Профессор метнул взгляд на двух докторов.
— Как я уже сообщил доктору Влэдуцу, — продолжал Оробете, — профессор Думбартон приехал с одним из посольских переводчиков; в кабинете, кроме вас, находился еще только товарищ Альбини, инспектор. Опускаю подробности, хотя некоторые из них очень живописны: например, перевод физико-математической терминологии. К счастью, вы скоро обнаружили, что проще объясняться по-французски. Профессор Льюис Думбартон настаивал, чтобы ему разрешили поговорить со мной. Вы объясняли ему, очень терпеливо и убедительно, что при той критической ситуации, в которой я нахожусь, его визит может иметь фатальные последствия. Профессор на убеждение не поддался. В какой-то момент — я думаю, после он о том сожалел, — в какой-то момент он стал угрожать вам, что устроит скандал. Конечно, этого слова он не произносил, но смысл был ясен: он поднимет на ноги всю мировую науку — академии, научные общества и прочее, — заявит, что меня силой, против моей воли поместили в психиатрическую лечебницу… И тогда вы, с большим тактом, ответили ему, что можете предоставить в распоряжение международной комиссии психиатров полный комплект материалов по истории моей болезни, в том числе все магнитофонные пленки с приложением их перевода на французский и отчет о курсе лечения: какого рода инъекции мне были прописаны и так далее. Более того, на прощанье вы заверили его, что готовы допустить ко мне любого компетентного и авторитетного американского психиатра. «Вот только, — добавили вы, — исключен допуск физиков и математиков». — «Да ведь нас-то именно эта сторона интересует, — профессор Думбартон даже перешел на английский, — что он имел в виду! И мы должны узнать это как можно скорее!»

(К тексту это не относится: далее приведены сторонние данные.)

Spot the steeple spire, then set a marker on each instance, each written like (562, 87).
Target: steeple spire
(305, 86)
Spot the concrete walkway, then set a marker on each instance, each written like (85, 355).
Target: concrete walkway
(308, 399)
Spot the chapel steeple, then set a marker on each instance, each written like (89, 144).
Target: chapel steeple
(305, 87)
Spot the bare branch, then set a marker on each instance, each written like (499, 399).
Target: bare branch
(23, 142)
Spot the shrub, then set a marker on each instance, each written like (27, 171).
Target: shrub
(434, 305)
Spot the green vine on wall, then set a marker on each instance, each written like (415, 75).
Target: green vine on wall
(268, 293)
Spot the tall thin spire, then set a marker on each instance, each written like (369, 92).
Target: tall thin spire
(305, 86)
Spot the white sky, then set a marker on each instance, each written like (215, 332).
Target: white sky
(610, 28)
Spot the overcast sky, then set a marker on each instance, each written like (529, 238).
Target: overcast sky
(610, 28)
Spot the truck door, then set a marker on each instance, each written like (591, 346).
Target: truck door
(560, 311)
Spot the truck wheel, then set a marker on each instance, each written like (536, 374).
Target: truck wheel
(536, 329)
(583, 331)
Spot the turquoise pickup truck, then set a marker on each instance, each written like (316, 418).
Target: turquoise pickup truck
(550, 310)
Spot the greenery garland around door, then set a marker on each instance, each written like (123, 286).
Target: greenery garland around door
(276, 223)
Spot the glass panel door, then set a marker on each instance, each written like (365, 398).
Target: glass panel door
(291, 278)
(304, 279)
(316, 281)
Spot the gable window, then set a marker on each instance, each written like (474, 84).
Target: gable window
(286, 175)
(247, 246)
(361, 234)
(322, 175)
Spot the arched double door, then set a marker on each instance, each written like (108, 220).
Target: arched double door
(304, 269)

— Так же, как и мы, — включился Альбини, входя и с протянутой для приветствия рукой приближаясь к постели. — Как удачно, что я попал в разгар беседы. Рад, что товарищ Оробете еще раз предоставил нам доказательства необыкновенной остроты своих чувств — или своих экстрасенсорных возможностей. В которые я тем не менее не верю, — присовокупил он с улыбкой и обратился к профессору: — Вы не считаете, что лучше продолжить дискуссию в узком кругу?
Оба доктора и сестра без лишних слов устремились к двери.
— Вы останетесь в коридоре, — бросил профессор сестре.
— А ты, — сказал Альбини молодому человеку в штатском, — подождешь меня внизу. Воспользуемся тем, что товарищ Оробете в хорошей форме, — продолжал он, садясь на стул у кровати и приглашая профессора занять стул рядом. — Воспользуемся этим, чтобы прояснить хотя бы одну из проблем.